Gibbons, who is normally silent in court as a sign of solidarity with the voiceless preborn children she’s trying to protect, testified on Campbell’s behalf. Cadsby remarked that he’d “finally heard your voice after all these appearances.”
Rainey said he read the terms of the injunction to Campbell and Gibbons. It was established that after being cautioned, Campbell left the injunction zone, and that Gibbons remained and was arrested. A short time later, Campbell returned to the bubble zone and resumed his witness. Rainey returned a short time later, and what was described as an “amiable discussion” ensued. Campbell let Rainey know that he was not interested in facing the charge of obstructing police, but that he was willing to be charged with disobeying a court order (breaking the injunction), a more serious matter which would give Campbell an opportunity to advance constitutional arguments against the injunction directly, before a jury. (Pro-life legal experts are convinced the Crown hasn’t actually charged anyone with breaking the injunction—even though the injunction is the reason for the arrests of pro-lifers within the bubble zones—because authorities fear it won’t stand up to a direct challenge.)

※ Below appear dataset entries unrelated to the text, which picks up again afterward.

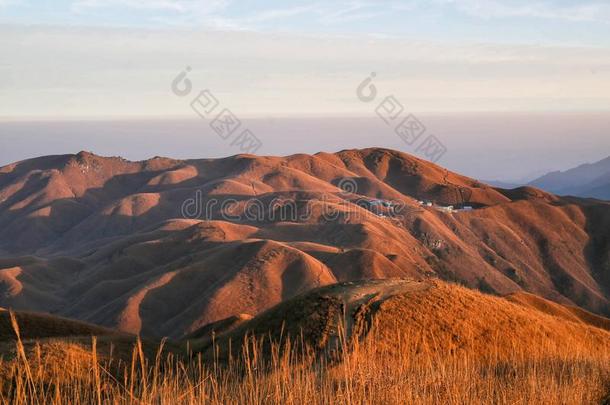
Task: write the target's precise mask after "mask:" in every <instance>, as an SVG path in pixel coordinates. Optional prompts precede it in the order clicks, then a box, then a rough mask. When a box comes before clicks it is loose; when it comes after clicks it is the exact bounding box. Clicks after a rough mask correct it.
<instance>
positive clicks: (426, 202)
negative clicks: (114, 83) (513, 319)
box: [0, 148, 610, 337]
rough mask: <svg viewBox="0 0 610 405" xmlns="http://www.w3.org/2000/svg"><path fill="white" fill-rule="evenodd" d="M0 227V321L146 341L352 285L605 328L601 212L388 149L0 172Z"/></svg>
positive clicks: (604, 230) (11, 166)
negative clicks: (50, 314)
mask: <svg viewBox="0 0 610 405" xmlns="http://www.w3.org/2000/svg"><path fill="white" fill-rule="evenodd" d="M582 184H584V182H582ZM449 206H454V208H455V210H453V209H451V208H449ZM460 208H463V209H460ZM0 229H2V232H0V307H4V308H13V309H15V310H34V311H45V312H51V313H54V314H56V315H61V316H66V317H71V318H76V319H79V320H82V321H87V322H92V323H95V324H97V325H102V326H107V327H112V328H117V329H119V330H120V331H122V332H128V333H133V334H142V335H145V336H168V335H169V336H171V337H178V336H182V335H184V334H185V333H191V332H194V331H196V330H198V329H199V328H201V327H203V326H205V325H207V324H209V323H211V322H217V321H221V320H223V319H227V318H230V317H235V316H237V317H240V316H241V317H243V316H242V315H243V314H246V315H247V316H257V315H258V314H260V313H262V312H264V311H265V310H267V309H269V308H271V307H272V306H274V305H276V304H278V303H279V302H282V301H284V300H287V299H290V298H291V297H295V296H297V295H299V294H302V293H305V292H306V291H308V290H311V289H313V288H317V287H320V286H325V285H330V284H335V283H337V282H347V281H355V280H363V279H392V278H410V279H414V280H427V279H429V278H441V279H444V280H449V281H452V282H459V283H461V284H464V285H467V286H469V287H473V288H478V289H480V290H482V291H484V292H490V293H495V294H498V295H507V294H511V293H516V292H523V291H526V292H530V293H534V294H538V295H541V296H542V297H544V298H547V299H550V300H553V301H556V302H559V303H561V304H566V305H579V306H581V307H583V308H586V309H588V310H591V311H593V312H597V313H599V314H604V315H607V314H608V313H610V202H606V201H598V200H588V199H582V198H575V197H557V196H555V195H552V194H550V193H546V192H544V191H541V190H539V189H536V188H533V187H521V188H516V189H513V190H508V189H505V188H495V187H491V186H489V185H486V184H484V183H482V182H479V181H477V180H474V179H471V178H468V177H465V176H462V175H459V174H457V173H453V172H451V171H449V170H447V169H445V168H442V167H440V166H437V165H435V164H432V163H430V162H426V161H424V160H421V159H418V158H416V157H414V156H411V155H408V154H404V153H401V152H398V151H392V150H387V149H377V148H373V149H363V150H344V151H341V152H337V153H318V154H315V155H305V154H297V155H292V156H286V157H275V156H254V155H237V156H232V157H227V158H223V159H196V160H175V159H169V158H159V157H157V158H153V159H149V160H146V161H141V162H131V161H127V160H125V159H122V158H118V157H114V158H111V157H101V156H96V155H94V154H92V153H88V152H81V153H79V154H77V155H61V156H46V157H40V158H35V159H30V160H25V161H22V162H17V163H13V164H11V165H8V166H4V167H2V168H0ZM239 319H241V318H239Z"/></svg>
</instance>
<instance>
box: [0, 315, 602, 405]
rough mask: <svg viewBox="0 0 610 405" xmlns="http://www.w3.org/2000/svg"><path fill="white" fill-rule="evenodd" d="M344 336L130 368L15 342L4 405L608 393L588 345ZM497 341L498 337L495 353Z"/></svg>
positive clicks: (141, 363)
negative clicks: (533, 345)
mask: <svg viewBox="0 0 610 405" xmlns="http://www.w3.org/2000/svg"><path fill="white" fill-rule="evenodd" d="M14 326H15V327H17V325H16V322H15V325H14ZM342 336H343V335H342V334H341V333H339V338H338V341H337V343H336V346H335V347H336V348H338V351H337V352H335V353H334V355H329V353H326V355H321V354H320V353H314V352H313V351H311V350H299V349H298V347H300V345H299V344H295V342H294V341H289V340H286V341H284V342H283V343H282V344H277V343H274V344H273V345H272V346H271V347H272V349H271V353H270V354H265V355H263V354H262V353H263V352H265V353H266V352H267V350H263V348H262V347H263V344H262V341H261V340H260V339H259V340H255V339H253V338H250V339H248V341H247V342H246V343H244V344H243V345H241V346H240V347H241V349H240V351H239V353H238V354H236V355H235V356H234V357H232V358H230V359H229V361H228V362H220V361H204V360H202V358H201V356H195V357H191V358H190V359H188V360H184V359H180V358H178V357H177V356H176V355H175V354H171V353H169V354H168V353H167V352H165V351H163V350H162V349H160V350H159V351H158V354H157V355H156V356H149V355H147V354H146V353H145V351H144V350H143V349H142V345H141V344H136V345H135V347H134V348H133V352H132V355H131V360H129V361H126V362H121V361H119V362H117V361H116V360H109V358H108V357H107V355H106V354H105V353H101V352H103V351H104V350H103V349H101V348H100V345H99V343H98V341H97V340H95V339H93V340H92V341H91V342H90V343H89V344H88V345H83V344H79V343H68V342H66V341H59V340H45V341H40V342H38V343H27V342H26V343H24V342H22V341H21V339H18V340H17V342H16V344H15V348H14V352H13V355H12V356H11V358H10V359H5V360H1V361H0V377H1V383H2V388H1V390H0V402H2V403H12V404H31V403H40V404H101V403H118V404H153V403H154V404H201V403H210V404H227V403H235V404H268V403H277V404H280V403H281V404H301V403H308V404H318V403H320V404H336V403H346V404H350V403H358V404H361V403H367V404H370V403H380V404H382V403H383V404H387V403H396V404H398V403H400V404H402V403H411V404H418V403H422V404H438V403H443V404H470V403H494V404H591V403H601V402H602V401H603V398H604V396H605V395H607V394H608V392H609V390H608V388H609V387H608V382H609V381H610V353H609V352H608V350H607V346H605V347H602V348H600V347H599V346H596V345H594V346H592V345H591V344H590V343H587V342H586V341H585V342H583V341H573V342H567V343H569V346H570V347H571V349H570V350H565V347H561V348H559V347H557V346H556V345H551V344H549V345H536V346H533V347H532V346H531V345H528V344H527V343H523V342H521V343H519V342H514V347H515V350H513V351H512V352H511V353H508V354H507V353H505V352H501V351H498V352H494V351H493V350H490V351H488V354H487V355H486V356H484V357H482V356H481V355H480V354H478V353H472V352H459V353H457V354H453V355H452V354H447V353H444V352H443V351H439V350H436V348H437V347H442V346H443V345H445V344H448V343H449V342H442V341H434V340H423V339H422V338H421V336H419V337H417V336H405V335H404V334H401V333H400V332H399V331H396V336H395V341H396V345H395V346H394V347H392V349H391V350H386V349H385V348H384V347H385V346H383V345H378V344H376V342H377V338H378V336H375V333H374V332H372V333H371V334H370V335H368V336H367V337H366V338H364V339H363V340H362V341H352V342H349V344H346V342H345V339H343V338H342ZM383 339H387V334H386V336H384V337H383ZM493 339H500V337H496V338H492V339H490V342H489V344H490V345H495V344H496V342H494V341H493ZM297 340H298V339H297ZM497 343H498V346H501V345H500V344H499V343H500V342H497ZM501 343H502V345H505V344H506V342H501ZM329 359H335V360H329ZM339 359H340V360H339Z"/></svg>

Returning to the bubble zone a third time, Campbell convinced a reluctant Metro police officer to arrest him for disobeying a court order; but two months later, the charge was changed, without explanation, to obstruction. The Crown argued that even though Campbell obeyed Rainey and left the injunction zone each time he was cautioned, he should be convicted of obstruction anyway, since he made Rainey return to the abortuary by going back into the bubble zone.
Campbell and his lawyer Paul Vandervet argued that the “temporary injunction” protecting the Ontario abortion industry is now four years old and ought to be put to a legal test. In spite of the Crown’s objections, they quoted Judge Charles Scullion’s criticism of the Crown in a previous case involving Campbell’s pro-life witness, that the charge of obstructing police was not appropriate, and that the matter should be dealt with as a case of disobeying a court order.

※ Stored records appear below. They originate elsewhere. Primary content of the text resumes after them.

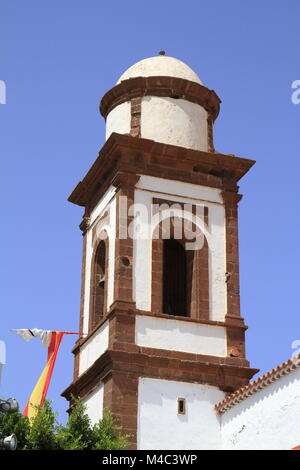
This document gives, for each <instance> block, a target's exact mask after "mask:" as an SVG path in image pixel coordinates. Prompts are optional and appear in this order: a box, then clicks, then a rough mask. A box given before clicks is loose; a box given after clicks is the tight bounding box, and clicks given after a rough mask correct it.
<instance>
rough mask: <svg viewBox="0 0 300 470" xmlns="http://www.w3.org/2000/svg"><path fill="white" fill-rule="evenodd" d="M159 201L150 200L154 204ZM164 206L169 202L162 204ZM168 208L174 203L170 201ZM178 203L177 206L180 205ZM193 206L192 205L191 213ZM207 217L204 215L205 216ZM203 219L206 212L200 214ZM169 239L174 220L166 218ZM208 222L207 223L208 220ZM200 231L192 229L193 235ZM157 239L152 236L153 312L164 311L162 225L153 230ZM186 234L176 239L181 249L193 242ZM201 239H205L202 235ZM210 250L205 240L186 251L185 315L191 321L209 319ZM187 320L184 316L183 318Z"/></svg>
mask: <svg viewBox="0 0 300 470" xmlns="http://www.w3.org/2000/svg"><path fill="white" fill-rule="evenodd" d="M155 201H160V200H159V199H153V202H155ZM165 203H166V204H167V205H169V204H168V201H165ZM170 203H171V205H172V204H175V203H176V201H173V203H172V201H170ZM180 204H181V203H179V206H180ZM194 207H195V206H193V208H192V211H193V209H194ZM206 214H207V213H206ZM203 216H204V218H205V212H204V214H203ZM167 220H169V221H170V237H171V238H173V237H174V218H173V217H169V219H167ZM207 222H208V221H207ZM195 229H196V230H199V231H200V229H199V228H198V227H196V225H195V224H193V226H192V230H193V233H195V231H196V230H195ZM156 230H157V231H159V232H158V233H157V235H158V234H159V239H158V238H157V237H155V238H154V239H153V240H152V283H151V310H152V311H153V312H155V313H159V312H161V313H164V312H163V290H164V279H163V269H164V266H163V257H164V252H163V249H164V243H163V238H165V237H164V234H163V233H162V222H161V223H160V224H159V225H158V227H157V228H156ZM185 235H186V234H182V239H180V240H177V241H178V242H180V243H181V244H182V245H183V247H185V243H186V242H192V241H193V240H192V239H191V238H187V239H185ZM202 236H204V235H203V234H202ZM208 258H209V249H208V244H207V240H206V239H205V240H204V245H203V247H202V248H200V249H198V250H189V251H187V252H186V259H187V290H186V294H187V299H186V301H187V315H188V316H189V317H191V318H198V319H209V310H210V304H209V261H208ZM184 318H187V317H184Z"/></svg>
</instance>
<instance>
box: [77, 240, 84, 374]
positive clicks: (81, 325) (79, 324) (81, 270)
mask: <svg viewBox="0 0 300 470" xmlns="http://www.w3.org/2000/svg"><path fill="white" fill-rule="evenodd" d="M86 244H87V235H86V233H85V234H84V235H83V238H82V263H81V288H80V316H79V331H80V332H83V333H85V332H84V331H83V317H84V298H85V267H86ZM77 344H80V338H79V340H77V342H76V345H77ZM78 374H79V355H75V357H74V377H78Z"/></svg>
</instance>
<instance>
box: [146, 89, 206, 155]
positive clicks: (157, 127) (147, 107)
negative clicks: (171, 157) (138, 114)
mask: <svg viewBox="0 0 300 470" xmlns="http://www.w3.org/2000/svg"><path fill="white" fill-rule="evenodd" d="M141 137H143V138H145V139H151V140H155V141H156V142H162V143H164V144H171V145H178V146H180V147H186V148H191V149H194V150H204V151H206V152H207V150H208V138H207V112H206V111H205V109H204V108H202V107H201V106H199V105H198V104H195V103H191V102H190V101H186V100H182V99H174V98H167V97H166V98H163V97H158V96H146V97H144V98H142V106H141Z"/></svg>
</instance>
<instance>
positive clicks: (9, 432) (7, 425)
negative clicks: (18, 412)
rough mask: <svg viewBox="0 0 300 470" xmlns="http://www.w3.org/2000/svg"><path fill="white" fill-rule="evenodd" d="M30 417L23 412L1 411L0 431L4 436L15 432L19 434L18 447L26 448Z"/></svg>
mask: <svg viewBox="0 0 300 470" xmlns="http://www.w3.org/2000/svg"><path fill="white" fill-rule="evenodd" d="M29 429H30V426H29V419H28V418H27V417H25V416H22V415H21V413H12V414H6V413H5V414H4V413H0V433H1V434H2V435H3V436H10V435H11V434H15V435H16V436H18V449H20V450H22V449H24V447H25V445H26V443H27V436H28V433H29Z"/></svg>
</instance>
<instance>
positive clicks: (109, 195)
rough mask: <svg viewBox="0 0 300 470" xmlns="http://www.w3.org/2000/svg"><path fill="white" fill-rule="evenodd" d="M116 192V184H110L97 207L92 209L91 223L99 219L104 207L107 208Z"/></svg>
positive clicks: (90, 218)
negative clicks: (115, 186)
mask: <svg viewBox="0 0 300 470" xmlns="http://www.w3.org/2000/svg"><path fill="white" fill-rule="evenodd" d="M115 194H116V188H115V187H114V186H110V187H109V188H108V190H107V191H106V193H105V194H104V195H103V196H102V198H101V199H100V201H99V202H98V204H97V205H96V206H95V208H94V209H93V210H92V212H91V215H90V224H92V223H93V222H94V221H95V220H96V219H97V217H98V216H99V215H101V213H102V212H103V211H104V209H107V205H108V203H109V202H110V201H111V200H112V198H113V197H114V195H115Z"/></svg>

Cadsby sided with Campbell. He informed the Crown that there was no evidence to suggest that Campbell had obstructed anybody, and he promptly acquitted Campbell.
Even more important, Cadsby seemed to cast doubt on the validity of the injunction as it stands. Noting that the injunction, while technically “temporary,” has been in place for four years without a move to finalize the issue on the part of the government, he asked Crown attorney Jody Milstein, “Don’t you think it’s about time that it be settled?”
Campbell’s supporters in the court room broke out into applause. The Crown appeared displeased, perhaps having become accustomed to success in cases involving the injunction. After the trial, Campbell said that he stood in “solidarity with Christ and His Church and with Linda.” He also praised God for his victory, saying that “truth and justice are the breath of God.”
Vandervet described Cadsby’s ruling as a “well-reasoned decision.” A detective at 51 Division conceded that from now on “the only charge that can be laid (in such cases) is disobeying a court order.”